The results can be discussed through the lenses of other important speech perception models. PAM makes perceptual predictions for the discrimination accuracy of non-native contrasts (i.e., contrasts of a language which a listener does not have experience with) based on cross-linguistic perceptual similarity. Using PAM’s framework, if a 70% categorization threshold is adopted, Dutch /i – ɪ/ and /ɔ – o/ would be UC contrasts, presenting with very good discrimination. Dutch /ø – y/ would be a UU contrast, which is expected to have a wide range of discrimination (poor to very good) depending on their perceptual distance; in this case, there is partial overlap in the classification of both Dutch vowels with Cypriot Greek /ε/ and therefore moderate-to-good discrimination accuracy is predicted. Dutch /ɛ – ʏ/ would be a CG contrast with moderate to very good discrimination since there is perceived phonetic distance between the two sounds. PAM assumes that CG contrasts can have similar discrimination accuracy to UC and in some circumstances, UU contrasts. This is confirmed by the similar discrimination accuracy of all contrasts, which is also close to a large extent to the discrimination predicted by the framework of UPM. In addition, the results can be discussed using the framework of another widely used speech model, namely L2LP, of which the predictions rely on cross-linguistic acoustic similarity.

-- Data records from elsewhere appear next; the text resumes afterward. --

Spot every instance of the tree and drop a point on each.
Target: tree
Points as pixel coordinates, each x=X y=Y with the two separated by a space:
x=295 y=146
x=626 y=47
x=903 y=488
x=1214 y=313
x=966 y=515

On the basis of the LDA classifications, although Dutch /i – ɪ/ and /ε – ʏ/ seem to be part of the New Scenario, these belong in fact in the Subset Scenario because the stepwise LDA showed that F1 and F2 of Dutch /ɪ/ were classified as both Cypriot Greek /i/ and /ε/ and that F1, F2, F3, and duration of Dutch /ʏ/ were classified as Cypriot Greek /ε/, /ε ɐ/, /ε/, and /ε u/ respectively. Similarly, Dutch /ɔ – o/ and /ø – y/ would also result in the Subset Scenario as one of the two members was classified as two Cypriot Greek categories. As the overlap between the Dutch vowel members is partial (and neither complete nor nonexistent, see Subset Difficult and Subset Easy in Elvin et al., 2021), moderate-to-good discrimination is expected. This is consistent with the discrimination accuracy estimated by UPM as well. Concluding, both PAM and L2LP can successfully predict the discrimination of Dutch vowel contrasts on the basis of perceptual and acoustic similarity respectively and their results agree with those of UPM.

Conclusion

This study designated the important role of acoustic and perceptual cues in predicting sound discrimination patterns of non-native listeners. In addition, the predictions of the UPM model for moderate discrimination of the members of challenging partially overlapping contrasts were confirmed even though the current study did not investigate contrasts with complete overlap (in which there is no perceived acoustic distance between the non-native sounds) or no overlap. Future examinations investigating the discriminability of members of completely overlapping or non-overlapping contrasts can provide further insights into the perceptual patterns of listeners from an understudied L1 background in target languages with more complex vowel inventories. Such studies can investigate to a greater extent the role of cross-linguistic acoustic similarity in non-native speech perception apart from providing further support for the assumptions of UPM.